Она взбежала на высотку, приблизилась к руинам ДОТ, добралась до еще не исследованного Антоном восточного каземата, наклонилась и снова исчезла.
Антон осмотрел окрестности, не выпуская из виду ДОТ – нигде не было ни души. Тогда он решил спуститься в каземат и покончить с загадками.
Сквозь толщи паутины виднелись еле державшиеся на ржавых петлях двери, разбухшие от сырости обломки бревен. Пол, заросший белой травой и бесцветными, не знавшими солнца цветами. Из трещины в трещину переползали непуганые жуки. Следов незнакомки не наблюдалось… Нога человека не ступала здесь более полувека.
Внезапно Антон ударился обо что-то головой, и гнилая притолока обрушилась на него каскадом личинок, земли и пыли. Он замер, ожидая, пока осядет удушливое облако, но и затем не увидел ничего, кроме блёклой подземной жизни.
Не желая верить своим глазам, Антон долго всматривался при свете фонаря в пустоту. Здесь никогда не было той, кого он искал!
Олеся шла по лесу за Юккой. Белокурый егерь смеялся, манил ее жестами и напевал старую песенку, она пыталась подпевать ему. В душе царило лёгкое, бездумное счастье.
Юкка видел Олесю полуобнаженной, раскрасневшейся, бегущей по зимнему лесу в зеленом венке. Она не оставляла следов на сугробах, не стряхивала снежинки с сосновых лап, задевая их. На сорокаградусном морозе от ее губ не шел пар.

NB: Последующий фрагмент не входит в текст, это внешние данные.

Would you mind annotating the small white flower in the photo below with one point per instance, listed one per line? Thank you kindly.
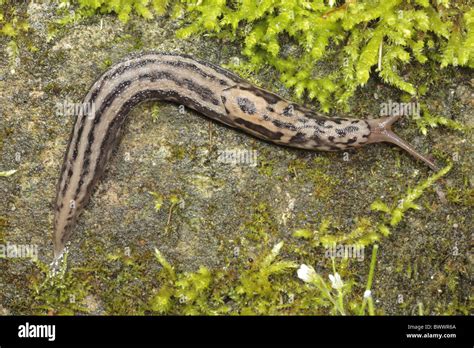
(306, 273)
(336, 281)
(367, 293)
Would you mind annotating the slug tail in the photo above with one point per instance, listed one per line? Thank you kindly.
(381, 131)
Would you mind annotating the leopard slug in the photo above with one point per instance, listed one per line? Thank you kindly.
(210, 90)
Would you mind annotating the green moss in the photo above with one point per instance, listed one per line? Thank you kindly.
(261, 224)
(59, 291)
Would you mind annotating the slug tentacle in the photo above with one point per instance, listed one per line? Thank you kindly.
(381, 131)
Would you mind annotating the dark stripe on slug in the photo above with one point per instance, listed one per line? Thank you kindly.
(286, 125)
(259, 129)
(299, 138)
(246, 105)
(269, 97)
(195, 68)
(111, 138)
(205, 93)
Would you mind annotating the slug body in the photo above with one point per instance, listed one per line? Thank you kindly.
(211, 91)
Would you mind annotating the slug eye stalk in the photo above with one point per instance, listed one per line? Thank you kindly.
(381, 131)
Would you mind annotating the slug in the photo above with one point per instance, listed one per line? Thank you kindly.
(210, 90)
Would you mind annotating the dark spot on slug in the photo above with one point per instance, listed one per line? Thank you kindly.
(352, 140)
(286, 125)
(260, 129)
(289, 110)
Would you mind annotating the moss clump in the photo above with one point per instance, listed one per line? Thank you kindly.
(59, 291)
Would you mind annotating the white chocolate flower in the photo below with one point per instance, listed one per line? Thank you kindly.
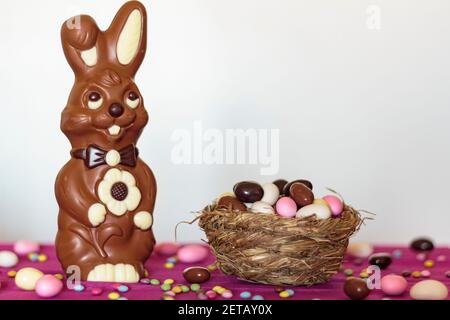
(118, 192)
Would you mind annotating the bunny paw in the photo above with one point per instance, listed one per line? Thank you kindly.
(143, 220)
(97, 214)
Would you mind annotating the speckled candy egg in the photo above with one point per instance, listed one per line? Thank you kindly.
(321, 212)
(429, 290)
(271, 193)
(192, 254)
(336, 205)
(8, 259)
(262, 207)
(248, 192)
(393, 285)
(24, 247)
(48, 287)
(167, 249)
(286, 207)
(27, 278)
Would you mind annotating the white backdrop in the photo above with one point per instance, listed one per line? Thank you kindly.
(363, 111)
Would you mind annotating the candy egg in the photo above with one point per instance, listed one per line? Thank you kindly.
(321, 212)
(197, 275)
(429, 290)
(231, 203)
(271, 193)
(280, 184)
(393, 285)
(356, 289)
(360, 250)
(24, 247)
(167, 249)
(192, 254)
(301, 194)
(248, 192)
(422, 244)
(27, 278)
(48, 287)
(336, 205)
(287, 187)
(286, 207)
(262, 207)
(8, 259)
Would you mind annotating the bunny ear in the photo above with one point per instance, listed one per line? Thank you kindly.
(79, 39)
(128, 35)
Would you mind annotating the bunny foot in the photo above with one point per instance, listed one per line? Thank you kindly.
(119, 273)
(143, 220)
(97, 214)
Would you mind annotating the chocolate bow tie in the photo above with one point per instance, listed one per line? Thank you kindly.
(94, 156)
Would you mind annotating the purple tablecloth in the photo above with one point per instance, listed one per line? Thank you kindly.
(404, 259)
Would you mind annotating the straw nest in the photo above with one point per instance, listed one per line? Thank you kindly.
(269, 249)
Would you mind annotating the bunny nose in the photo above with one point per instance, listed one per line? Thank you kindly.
(116, 110)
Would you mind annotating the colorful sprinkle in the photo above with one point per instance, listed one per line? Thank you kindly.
(79, 288)
(113, 296)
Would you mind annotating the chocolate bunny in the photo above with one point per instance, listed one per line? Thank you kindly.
(106, 194)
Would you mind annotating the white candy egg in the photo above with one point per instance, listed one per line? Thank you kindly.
(271, 193)
(8, 259)
(322, 212)
(262, 207)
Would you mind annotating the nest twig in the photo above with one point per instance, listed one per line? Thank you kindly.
(269, 249)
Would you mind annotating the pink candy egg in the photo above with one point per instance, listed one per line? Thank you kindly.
(167, 249)
(24, 247)
(393, 285)
(336, 205)
(48, 287)
(192, 254)
(286, 207)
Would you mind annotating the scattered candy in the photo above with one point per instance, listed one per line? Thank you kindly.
(97, 291)
(356, 289)
(79, 288)
(8, 259)
(113, 296)
(193, 254)
(422, 244)
(393, 285)
(48, 286)
(429, 290)
(27, 278)
(167, 249)
(382, 260)
(197, 275)
(24, 247)
(360, 250)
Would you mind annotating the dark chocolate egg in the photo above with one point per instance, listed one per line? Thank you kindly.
(301, 194)
(382, 260)
(248, 192)
(231, 203)
(422, 244)
(356, 289)
(197, 275)
(280, 184)
(287, 187)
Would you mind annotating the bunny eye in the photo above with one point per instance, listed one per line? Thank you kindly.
(133, 100)
(95, 100)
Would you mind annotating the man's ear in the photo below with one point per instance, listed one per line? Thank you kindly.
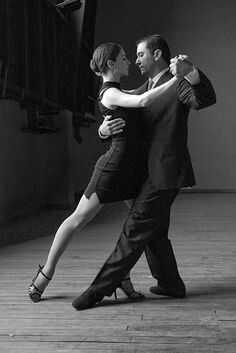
(110, 63)
(157, 54)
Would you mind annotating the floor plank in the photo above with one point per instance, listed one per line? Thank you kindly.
(202, 231)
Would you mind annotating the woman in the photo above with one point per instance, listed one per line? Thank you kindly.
(118, 174)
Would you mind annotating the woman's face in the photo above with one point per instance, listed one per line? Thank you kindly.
(121, 65)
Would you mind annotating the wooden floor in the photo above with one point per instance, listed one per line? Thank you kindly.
(203, 233)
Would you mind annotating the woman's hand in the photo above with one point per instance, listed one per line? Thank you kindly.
(181, 66)
(111, 127)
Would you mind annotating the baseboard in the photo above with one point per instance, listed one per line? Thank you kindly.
(207, 191)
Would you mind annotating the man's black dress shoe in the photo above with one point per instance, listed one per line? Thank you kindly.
(175, 293)
(87, 300)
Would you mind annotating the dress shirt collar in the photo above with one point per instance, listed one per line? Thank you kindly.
(158, 76)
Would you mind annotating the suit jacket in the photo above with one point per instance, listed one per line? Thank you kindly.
(166, 124)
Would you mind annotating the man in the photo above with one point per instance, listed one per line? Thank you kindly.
(169, 168)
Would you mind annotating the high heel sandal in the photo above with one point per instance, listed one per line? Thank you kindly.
(132, 294)
(34, 293)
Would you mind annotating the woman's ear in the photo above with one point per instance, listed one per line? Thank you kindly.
(110, 64)
(157, 54)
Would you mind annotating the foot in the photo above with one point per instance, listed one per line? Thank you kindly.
(128, 289)
(86, 300)
(177, 292)
(38, 285)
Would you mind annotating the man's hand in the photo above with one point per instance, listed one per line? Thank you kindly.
(180, 66)
(111, 127)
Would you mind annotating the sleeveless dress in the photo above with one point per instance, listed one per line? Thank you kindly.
(121, 171)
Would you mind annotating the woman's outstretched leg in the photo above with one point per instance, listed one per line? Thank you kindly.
(85, 212)
(126, 284)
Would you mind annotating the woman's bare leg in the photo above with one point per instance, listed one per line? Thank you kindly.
(85, 211)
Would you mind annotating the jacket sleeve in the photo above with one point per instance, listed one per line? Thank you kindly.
(197, 96)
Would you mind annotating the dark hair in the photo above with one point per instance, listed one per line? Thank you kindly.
(154, 42)
(103, 53)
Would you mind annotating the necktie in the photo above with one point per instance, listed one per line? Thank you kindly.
(150, 84)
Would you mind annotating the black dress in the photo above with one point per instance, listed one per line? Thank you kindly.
(120, 172)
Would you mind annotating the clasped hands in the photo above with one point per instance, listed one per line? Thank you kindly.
(180, 66)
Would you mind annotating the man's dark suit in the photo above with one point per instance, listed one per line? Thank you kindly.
(169, 168)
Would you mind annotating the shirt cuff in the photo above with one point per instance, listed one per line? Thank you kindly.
(193, 77)
(101, 135)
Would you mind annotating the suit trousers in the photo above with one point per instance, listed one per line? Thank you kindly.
(146, 228)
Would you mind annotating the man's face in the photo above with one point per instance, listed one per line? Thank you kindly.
(145, 60)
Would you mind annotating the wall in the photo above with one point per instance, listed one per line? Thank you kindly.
(204, 30)
(35, 169)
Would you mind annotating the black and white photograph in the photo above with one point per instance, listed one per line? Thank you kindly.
(117, 176)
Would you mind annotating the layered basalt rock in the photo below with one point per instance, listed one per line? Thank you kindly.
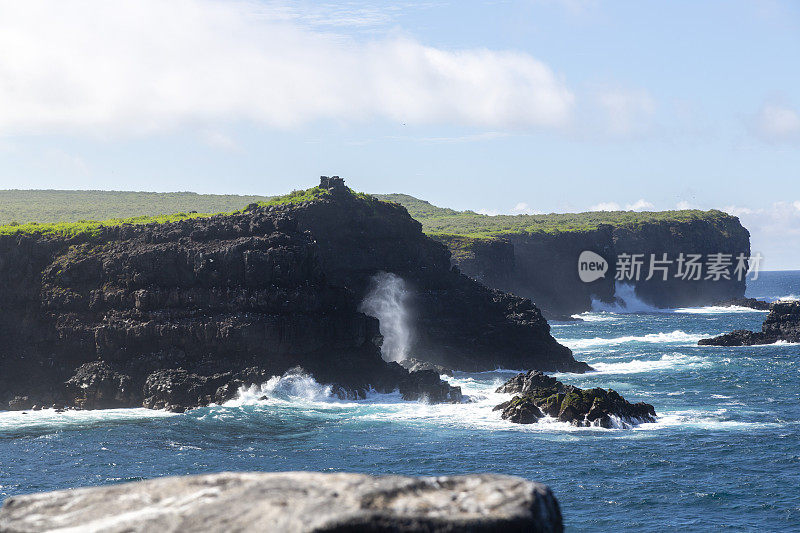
(182, 314)
(543, 266)
(752, 303)
(782, 324)
(538, 395)
(296, 502)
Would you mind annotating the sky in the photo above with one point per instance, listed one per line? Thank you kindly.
(532, 106)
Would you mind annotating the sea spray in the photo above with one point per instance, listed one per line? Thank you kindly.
(387, 300)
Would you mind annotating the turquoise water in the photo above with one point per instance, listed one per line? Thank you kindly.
(724, 454)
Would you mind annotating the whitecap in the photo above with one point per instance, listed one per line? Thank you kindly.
(52, 419)
(717, 310)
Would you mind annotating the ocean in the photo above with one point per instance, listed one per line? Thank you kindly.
(723, 455)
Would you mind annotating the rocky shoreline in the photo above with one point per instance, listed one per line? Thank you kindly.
(179, 315)
(781, 324)
(538, 395)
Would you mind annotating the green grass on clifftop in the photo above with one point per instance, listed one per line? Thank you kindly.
(74, 212)
(447, 222)
(71, 206)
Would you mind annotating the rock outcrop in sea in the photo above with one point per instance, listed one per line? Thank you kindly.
(782, 324)
(531, 259)
(182, 314)
(538, 395)
(293, 502)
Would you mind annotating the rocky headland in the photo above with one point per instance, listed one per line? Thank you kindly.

Олеся видела Юкку среди летнего леса зябнущим, в меховых рукавицах, с инеем на щеках и на серой шерстяной, наглухо застегнутой под подбородком шапке.
«Идем, идем», – Юкка звал ее всё дальше, быстро двигаясь между гранитных надолбов, перепрыгивая через заросшие траншеи. Олеся внимательно смотрела под ноги, чтобы не наступить на куски ржавой колючей проволоки. Она поднялась вслед за Юккой на гребень господствующей высоты, откуда местность просматривалась на полкилометра, и спустилась в финский ДОТ.
Копатели не далее как вчера вскрывали здесь экскаватором засыпанную галерею. Но Олеся обнаружила подземную крепость новой, неповрежденной. Галерея, соединявшая казематы, служила казармой. Олеся увидела ложки и каски – колпаки, как выражались копатели, – но не увидела людей. В ДОТе было совершенно тихо – во всяком случае, для нее.